30 января
Так как трамваи нынче чёртовы, извозчики - чёртовы, такси не дозовёшься, а башкировский автомобиль сломан, то я ночевал у Принца, не выспался, так как Борис Николаевич благим матом декламировал своей сестре стихи до четырёх часов ночи, и лишь в первом часу вернулся домой. Однако кое-какие кусочки во втором акте сделал. Из-за трамваев же не попадает ко мне и англичанка, а жаль.
Вечером в первый раз выступал Бэнэбэ, но я всё же пошёл на концерт Зилоти, очень интересна программа, ну да и просто на людей посмотреть и себя показать после «алового» скандала.

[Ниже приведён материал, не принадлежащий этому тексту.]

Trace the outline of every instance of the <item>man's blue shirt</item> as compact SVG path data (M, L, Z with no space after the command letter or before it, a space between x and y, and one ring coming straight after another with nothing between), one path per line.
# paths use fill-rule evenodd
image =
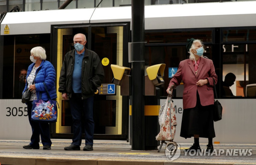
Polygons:
M80 54L75 51L75 65L72 76L72 89L74 93L82 93L82 63L84 51Z

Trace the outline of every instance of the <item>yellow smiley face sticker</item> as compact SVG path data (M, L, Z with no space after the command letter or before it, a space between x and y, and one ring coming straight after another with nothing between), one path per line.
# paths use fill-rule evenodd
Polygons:
M107 66L109 63L109 60L107 57L103 58L102 60L102 63L104 66Z

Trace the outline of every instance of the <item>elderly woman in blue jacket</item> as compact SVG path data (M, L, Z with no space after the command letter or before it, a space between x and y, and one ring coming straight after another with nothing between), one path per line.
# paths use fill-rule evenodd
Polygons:
M44 150L50 150L52 141L50 138L49 125L47 123L35 122L31 120L32 102L39 99L41 94L41 99L44 101L49 100L46 89L44 85L45 83L47 90L51 97L53 100L57 97L55 87L55 72L52 65L46 60L45 50L41 46L33 48L30 51L30 60L32 62L28 69L26 77L26 83L23 92L27 88L31 91L29 101L27 102L29 120L32 128L32 136L31 142L28 145L24 145L25 149L39 149L39 136ZM32 84L35 76L34 83Z

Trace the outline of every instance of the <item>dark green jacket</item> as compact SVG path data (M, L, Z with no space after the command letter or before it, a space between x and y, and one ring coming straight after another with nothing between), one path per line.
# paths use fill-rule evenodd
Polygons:
M67 93L72 97L72 75L75 62L75 51L73 50L65 55L61 71L58 91ZM98 54L85 48L82 63L82 99L94 94L104 78L104 71Z

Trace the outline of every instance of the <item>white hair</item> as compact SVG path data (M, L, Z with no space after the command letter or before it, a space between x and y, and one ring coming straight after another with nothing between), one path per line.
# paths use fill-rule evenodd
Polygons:
M74 37L73 38L73 40L74 40L74 38L75 38L75 37L76 37L78 34L80 34L80 35L82 35L83 37L84 37L84 41L86 41L86 37L85 36L85 35L84 34L82 33L78 33L76 34L74 36Z
M42 60L46 59L46 53L45 49L41 46L37 46L32 48L30 53L33 54L34 56L40 57Z
M189 54L190 54L190 55L189 56L189 59L194 60L195 62L196 63L196 61L195 61L195 55L192 52L192 49L196 49L196 48L195 47L195 43L199 43L202 45L202 47L203 47L203 49L204 49L204 45L203 45L202 44L202 43L201 43L201 40L195 40L193 41L193 43L192 43L192 45L191 45L191 47L190 48L189 48ZM204 58L204 56L202 56L201 57L202 57Z

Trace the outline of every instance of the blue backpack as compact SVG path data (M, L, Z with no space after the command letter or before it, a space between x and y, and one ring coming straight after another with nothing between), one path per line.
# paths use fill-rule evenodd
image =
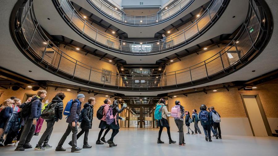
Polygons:
M160 120L162 118L162 106L159 105L156 105L154 110L154 119Z
M206 111L202 110L200 112L200 119L203 121L208 121L208 114Z

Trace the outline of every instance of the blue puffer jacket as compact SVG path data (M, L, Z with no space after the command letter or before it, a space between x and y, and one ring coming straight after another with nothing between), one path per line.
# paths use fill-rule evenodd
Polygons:
M32 99L31 108L31 114L29 116L28 119L38 119L41 114L41 101L43 99L40 97L36 96Z

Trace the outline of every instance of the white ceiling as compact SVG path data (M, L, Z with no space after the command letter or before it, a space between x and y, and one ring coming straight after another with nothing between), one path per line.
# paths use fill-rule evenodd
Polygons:
M68 25L59 15L51 1L35 0L34 3L36 16L39 23L50 34L62 35L66 37L125 60L128 64L155 64L157 60L221 34L232 34L243 23L246 18L248 6L247 0L231 1L226 10L217 22L204 34L194 41L169 52L151 55L138 56L112 52L106 49L99 48L87 41ZM45 7L46 6L49 6ZM236 17L232 18L233 16L235 16ZM50 18L50 20L47 19L48 18ZM129 28L131 30L137 29L130 26ZM121 29L121 27L119 28ZM145 28L147 29L148 28Z
M274 26L278 25L278 10L277 7L278 1L276 0L266 1L269 6L274 17ZM65 79L46 72L33 64L21 53L12 40L10 33L9 24L10 15L16 1L17 0L10 0L0 6L2 21L0 23L0 36L1 36L0 38L0 54L2 58L0 61L0 66L35 80L48 80L94 88ZM278 27L275 26L268 44L264 51L254 60L233 74L205 84L178 90L161 90L154 92L133 92L103 89L101 90L123 94L127 96L156 96L158 94L196 87L235 81L248 80L278 69L278 53L276 50L277 40ZM251 71L253 70L256 70L256 72L252 72ZM28 72L29 70L33 71L30 73Z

Каль: «Чертовски талантливо, чертовски талантливо! Но скажите, это, конечно, между нами, тут так-таки ни капельки нет глумления над публикой?» Я ответил, что за такое удовольствие пришлось бы слишком дорого расплачиваться впоследствии. Моё же честное прошлое может служить ему гарантией, что он ошибается.

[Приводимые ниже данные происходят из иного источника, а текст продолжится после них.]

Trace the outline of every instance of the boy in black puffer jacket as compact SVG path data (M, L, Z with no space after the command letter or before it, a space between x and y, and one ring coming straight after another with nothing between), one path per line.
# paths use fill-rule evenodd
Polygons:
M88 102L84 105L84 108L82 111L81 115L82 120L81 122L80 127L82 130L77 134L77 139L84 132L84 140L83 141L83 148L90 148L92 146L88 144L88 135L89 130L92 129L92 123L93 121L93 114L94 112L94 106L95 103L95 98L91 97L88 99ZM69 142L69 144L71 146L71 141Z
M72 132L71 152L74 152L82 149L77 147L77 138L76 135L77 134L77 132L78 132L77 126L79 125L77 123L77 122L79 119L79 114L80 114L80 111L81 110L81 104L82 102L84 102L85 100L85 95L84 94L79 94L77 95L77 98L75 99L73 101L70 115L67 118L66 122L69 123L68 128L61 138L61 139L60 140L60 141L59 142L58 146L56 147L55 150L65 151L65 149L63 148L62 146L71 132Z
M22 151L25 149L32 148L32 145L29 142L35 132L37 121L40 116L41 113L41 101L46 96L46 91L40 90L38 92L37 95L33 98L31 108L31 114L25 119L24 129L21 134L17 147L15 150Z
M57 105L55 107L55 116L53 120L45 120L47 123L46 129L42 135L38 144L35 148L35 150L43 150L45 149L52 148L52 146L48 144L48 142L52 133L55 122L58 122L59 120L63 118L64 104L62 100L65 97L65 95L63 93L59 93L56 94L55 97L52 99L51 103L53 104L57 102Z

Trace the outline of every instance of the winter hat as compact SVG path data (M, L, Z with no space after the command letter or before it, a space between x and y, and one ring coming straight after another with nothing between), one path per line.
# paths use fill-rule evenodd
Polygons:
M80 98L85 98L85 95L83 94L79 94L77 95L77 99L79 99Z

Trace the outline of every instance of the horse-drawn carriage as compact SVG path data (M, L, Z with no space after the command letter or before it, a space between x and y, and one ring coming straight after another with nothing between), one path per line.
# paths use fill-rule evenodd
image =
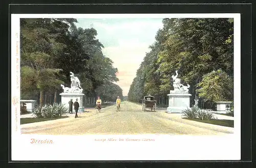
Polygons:
M156 101L155 100L155 97L151 95L147 95L144 97L144 99L142 99L142 110L146 111L146 108L151 109L151 111L154 109L154 111L156 111L156 107L157 104L156 103Z

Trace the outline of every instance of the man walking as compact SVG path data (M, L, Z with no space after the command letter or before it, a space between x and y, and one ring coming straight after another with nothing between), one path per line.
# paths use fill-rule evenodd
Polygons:
M71 99L70 101L69 102L69 112L70 113L73 113L73 99Z
M78 99L76 99L76 101L74 103L74 107L75 107L75 110L76 111L76 115L75 116L75 118L78 117L77 116L77 112L78 111L78 109L79 108L79 104L77 102L78 101Z

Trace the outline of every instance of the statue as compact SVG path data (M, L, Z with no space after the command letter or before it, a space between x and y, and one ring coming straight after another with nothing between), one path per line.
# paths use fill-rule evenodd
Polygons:
M70 72L70 79L71 80L71 87L78 87L81 88L80 85L80 81L78 78L75 77L74 73Z
M63 92L65 93L78 93L82 92L83 89L80 84L80 81L77 77L75 77L74 73L70 72L70 79L71 80L71 88L65 87L63 85L60 85Z
M174 81L173 86L174 90L171 90L170 93L188 93L188 88L190 87L189 85L184 86L180 83L180 79L178 78L178 70L175 71L176 75L172 76L172 78Z

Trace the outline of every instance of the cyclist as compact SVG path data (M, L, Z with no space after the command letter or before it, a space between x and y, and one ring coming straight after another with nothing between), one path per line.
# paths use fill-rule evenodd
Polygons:
M121 104L121 99L120 99L120 97L119 96L117 97L117 99L116 99L116 107L117 108L117 110L118 110L118 108L120 110L120 104Z
M101 109L101 100L99 97L98 97L98 99L96 101L96 107L95 108L98 107L100 110Z

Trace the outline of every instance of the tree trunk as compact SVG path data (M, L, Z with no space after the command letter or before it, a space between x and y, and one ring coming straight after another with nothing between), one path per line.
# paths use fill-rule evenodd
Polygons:
M44 104L44 91L40 91L40 107Z
M46 94L46 94L45 94L45 104L46 104L46 99L47 98L47 95Z
M57 90L55 91L54 93L54 103L57 103Z

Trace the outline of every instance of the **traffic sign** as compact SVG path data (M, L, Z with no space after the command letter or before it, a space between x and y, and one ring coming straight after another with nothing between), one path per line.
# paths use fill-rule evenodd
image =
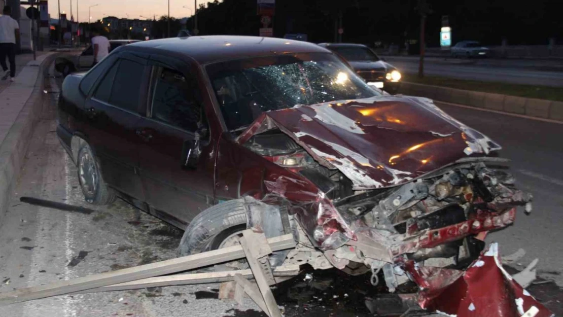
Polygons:
M272 21L272 18L270 17L267 15L263 15L262 17L260 18L260 22L264 25L264 26L267 26L270 25L270 23Z
M444 26L440 32L440 46L447 48L452 46L452 28Z
M274 29L271 28L262 28L260 29L260 36L272 37L274 36Z
M39 19L39 10L35 7L29 7L25 10L25 15L31 20Z

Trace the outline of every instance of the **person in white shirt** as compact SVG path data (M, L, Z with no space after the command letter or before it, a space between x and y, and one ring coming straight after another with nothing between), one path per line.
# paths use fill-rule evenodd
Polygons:
M92 38L92 46L94 47L94 62L92 66L94 66L109 55L110 44L108 38L100 35L97 29L95 29L92 34L94 35Z
M0 16L0 65L3 74L2 80L8 78L14 81L16 77L16 39L20 36L20 26L17 21L10 16L12 9L9 6L4 7L3 15ZM6 57L10 62L10 70L6 64Z

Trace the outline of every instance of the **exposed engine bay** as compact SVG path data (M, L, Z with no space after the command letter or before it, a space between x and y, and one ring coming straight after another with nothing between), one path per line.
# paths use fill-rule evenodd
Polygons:
M486 255L486 233L511 225L518 206L531 211L532 196L516 188L508 160L489 155L500 145L429 100L383 97L264 113L238 141L292 172L263 181L270 194L262 202L282 206L294 220L298 244L284 263L371 271L372 284L382 275L391 292L413 282L421 307L436 311L445 302L434 300L445 290L475 283L464 272L481 267L476 261ZM486 267L498 275L494 287L525 293L517 284L503 288L508 275L495 261ZM460 287L458 301L465 296Z

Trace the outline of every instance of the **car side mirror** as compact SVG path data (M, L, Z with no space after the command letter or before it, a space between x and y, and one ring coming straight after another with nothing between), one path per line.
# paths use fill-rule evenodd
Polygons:
M193 140L184 141L182 146L182 168L194 169L199 162L202 154L202 141L207 138L208 130L207 127L202 127L194 132Z

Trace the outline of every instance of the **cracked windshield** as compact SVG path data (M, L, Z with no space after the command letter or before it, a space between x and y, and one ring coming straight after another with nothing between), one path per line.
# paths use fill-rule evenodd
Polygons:
M230 131L244 130L264 111L381 95L328 54L231 61L208 72Z

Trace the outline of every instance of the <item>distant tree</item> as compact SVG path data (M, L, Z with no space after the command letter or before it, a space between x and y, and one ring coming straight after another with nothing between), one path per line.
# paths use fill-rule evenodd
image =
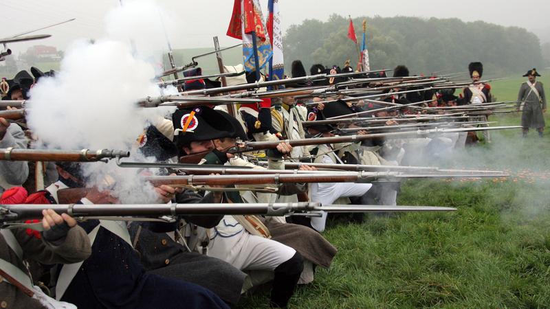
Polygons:
M360 43L363 19L353 20ZM405 65L417 74L443 70L466 72L469 62L481 61L486 75L496 76L540 67L544 62L538 38L522 28L483 21L465 23L458 19L375 16L367 17L367 21L373 69ZM283 40L287 72L297 59L307 70L314 63L341 67L347 59L355 67L357 49L346 37L347 27L347 19L338 15L325 22L307 19L292 25Z

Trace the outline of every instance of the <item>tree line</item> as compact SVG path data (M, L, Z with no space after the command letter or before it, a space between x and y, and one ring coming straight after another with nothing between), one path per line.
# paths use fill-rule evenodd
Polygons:
M353 24L360 46L364 18L373 69L405 65L417 74L467 72L468 63L481 61L485 75L496 76L544 65L538 38L523 28L458 19L358 17ZM287 73L294 60L301 60L308 71L315 63L342 67L348 59L355 68L358 55L347 38L349 23L335 14L327 21L307 19L292 25L283 40Z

В антракте, переходя через зал, я издали заметил Нину, она вызывающе сидела на ручке кресла и разговаривала с каким-то студентом. Проходя мимо, я, конечно, смотрел в другую сторону. Была ли она на «Але» или были лишь сестра и мать - я так и не знаю.
Играли: бледноватую, хотя не лишённую интереса «Валиснерию», вещь Губенко, бездарную «Принцессу Мален» Штейнберга и прелестную «Испанскую рапсодию» Равеля. Мне положительно начинают нравиться французы, а ещё прошлой весной, в Риме, после горячих убеждений Дягилева я пытался, но не мог принять их, мне они казались всплесками без содержания и изящества, без глубины.
Коутс мил и целовался со мной раз пять.